While type of filtration is one of the factors that explains the difference in prices of similar-looking air purifiers, it is not the only factor. Air purifiers differ by size, the unique air change and flow rates they offer and by CADR ratings. One should not get a purifier that makes one’s room look small or is designed to work in a smaller space. You should not be compromising on how effectively the air in your living space is being filtered because that would defeat the purpose of your outlay. Having said this, a few points must also be made regarding noise levels of air purifiers. There are some purifiers that get the job done really well but do not operate quietly. Therefore if you can not tolerate disturbance, then avoid noisy air purifiers that may otherwise have a lot to offer.

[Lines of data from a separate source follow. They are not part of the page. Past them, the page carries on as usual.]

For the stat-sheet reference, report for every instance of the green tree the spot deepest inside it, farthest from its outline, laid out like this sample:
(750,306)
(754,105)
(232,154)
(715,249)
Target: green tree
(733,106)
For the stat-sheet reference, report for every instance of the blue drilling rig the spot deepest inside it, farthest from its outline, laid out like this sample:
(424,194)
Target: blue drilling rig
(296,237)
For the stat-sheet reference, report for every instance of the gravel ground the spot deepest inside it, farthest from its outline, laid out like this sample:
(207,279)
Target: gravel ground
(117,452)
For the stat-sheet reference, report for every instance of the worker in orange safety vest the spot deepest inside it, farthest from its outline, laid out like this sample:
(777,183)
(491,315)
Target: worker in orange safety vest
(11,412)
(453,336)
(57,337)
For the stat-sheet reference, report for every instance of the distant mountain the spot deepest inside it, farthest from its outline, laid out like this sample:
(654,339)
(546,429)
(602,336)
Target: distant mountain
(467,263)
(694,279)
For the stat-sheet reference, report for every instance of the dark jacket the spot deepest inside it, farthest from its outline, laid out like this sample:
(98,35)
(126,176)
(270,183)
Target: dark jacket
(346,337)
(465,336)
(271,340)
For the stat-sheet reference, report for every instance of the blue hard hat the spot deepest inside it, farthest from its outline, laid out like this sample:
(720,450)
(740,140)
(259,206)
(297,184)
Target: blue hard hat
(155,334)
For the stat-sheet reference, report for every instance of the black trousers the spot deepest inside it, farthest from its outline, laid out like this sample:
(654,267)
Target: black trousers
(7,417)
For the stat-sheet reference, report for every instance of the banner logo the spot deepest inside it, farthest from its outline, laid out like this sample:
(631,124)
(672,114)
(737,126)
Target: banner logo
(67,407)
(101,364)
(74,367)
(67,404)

The air change rate is simply how frequently your air purifier cleans your room’s air in one hour. It is directly related to the air flow rate of an air purifier. If the filter of a purifier is efficient, one can expect higher air flow and air change rates. How does this affect you? Humbly put, nobody wants an air purifier that replaces the total air in a room just once in sixty minutes. Ideally users should shoot for purifiers that have an air change rate of 7 i.e. the total volume of air in a room will be replaced a whopping 7 times in just an hour! Of course, the price of an air purifier increases with the air change rate it offers.

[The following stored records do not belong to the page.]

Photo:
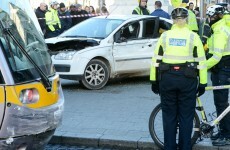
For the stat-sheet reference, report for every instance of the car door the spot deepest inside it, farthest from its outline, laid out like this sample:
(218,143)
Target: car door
(133,47)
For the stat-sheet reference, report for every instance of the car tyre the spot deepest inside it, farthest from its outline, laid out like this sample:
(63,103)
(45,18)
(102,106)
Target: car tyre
(96,75)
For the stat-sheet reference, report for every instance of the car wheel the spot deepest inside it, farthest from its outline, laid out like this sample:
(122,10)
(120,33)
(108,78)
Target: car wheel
(96,75)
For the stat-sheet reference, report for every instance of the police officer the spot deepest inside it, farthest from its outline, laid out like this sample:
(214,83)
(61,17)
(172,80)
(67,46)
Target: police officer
(52,20)
(219,63)
(142,8)
(179,75)
(192,21)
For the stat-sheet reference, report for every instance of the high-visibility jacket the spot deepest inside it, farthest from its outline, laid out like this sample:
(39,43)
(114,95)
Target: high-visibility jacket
(178,3)
(139,11)
(52,19)
(218,43)
(178,45)
(192,22)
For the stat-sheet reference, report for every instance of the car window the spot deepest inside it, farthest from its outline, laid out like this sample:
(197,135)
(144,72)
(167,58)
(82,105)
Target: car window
(131,31)
(93,28)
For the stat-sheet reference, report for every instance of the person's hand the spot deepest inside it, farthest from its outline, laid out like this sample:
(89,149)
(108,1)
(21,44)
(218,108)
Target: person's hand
(155,88)
(200,91)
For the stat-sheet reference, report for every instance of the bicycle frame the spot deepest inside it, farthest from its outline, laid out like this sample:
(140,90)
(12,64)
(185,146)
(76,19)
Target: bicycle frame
(201,109)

All in all, an air purifier is, in many ways, a must-have device for pet owners craving for fresh air inside their rooms, individuals plagued by allergies or families who just aren’t happy with the air quality inside their homes. The good news is that the starting price of these things is as low (or high depending on your income) as £15 so the opportunity cost might not be that high considering the range of benefits these devices offer. I, for one, wouldn’t risk my health and peace of mind for a couple of pounds.